With the transfer of Brett Myers to the closer role, the Astros have two starting spots available behind Wandy Rodriguez, Bud Norris and J.A. Happ. Experience gives Hernandez the inside track on the fourth spot.
"Somebody has to overtake him," said manager Brad Mills.
That leaves Weiland and Duke, a 28-year-old left-hander who was a National League All-Star as recently as 2009, competing with Jordan Lyles, Henry Sosa and Lucas Harrell for the final spot. Lyles, a 21-year-old former supplemental first-round pick, started 15 games for the Astros last year. Sosa started 10 and Harrell started two after being claimed on waivers from the Chicago Cubs.
Mills said the competition is likely to go on all spring.
"They're promoting a lot of competition and that's good," said Weiland. "It's what a young team like us needs. There's a lot of opportunity for young guys like myself to try to win a spot."
Duke, a non-roster player like Hernandez, didn't sign with the Astros until Jan. 27.
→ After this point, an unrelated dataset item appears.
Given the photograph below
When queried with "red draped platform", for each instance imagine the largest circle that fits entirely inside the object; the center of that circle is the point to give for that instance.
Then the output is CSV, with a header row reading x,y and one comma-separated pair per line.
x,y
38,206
"I wanted to be a starter again and they told me I would have the opportunity to prove myself in spring training," said Duke, who pitched mostly in relief in his only season with the Arizona Diamondbacks.
"It was my first time doing it, and I prefer starting," he said. "I'm more used to it, more comfortable with it. Knowing when you're going to pitch and getting prepared for that is what I'm accustomed to. If I end up in the bullpen again, that's fine, but I would prefer to start."
In his first six seasons, Duke started 160 games for the Pittsburgh Pirates, two of them on opening day. The Pirates traded him to Arizona, but a line drive in spring training fractured his left hand and he started only nine games last year.
Hernandez, who will start the exhibition opener Saturday against the Washington Nationals, has started 474 games and has pitched 3,121 2/3 innings, the most of any active pitcher.
"I still love the game. I still want to pitch," he said. "I'm 37 years old. I know I can still pitch and I don't want to retire. I feel good."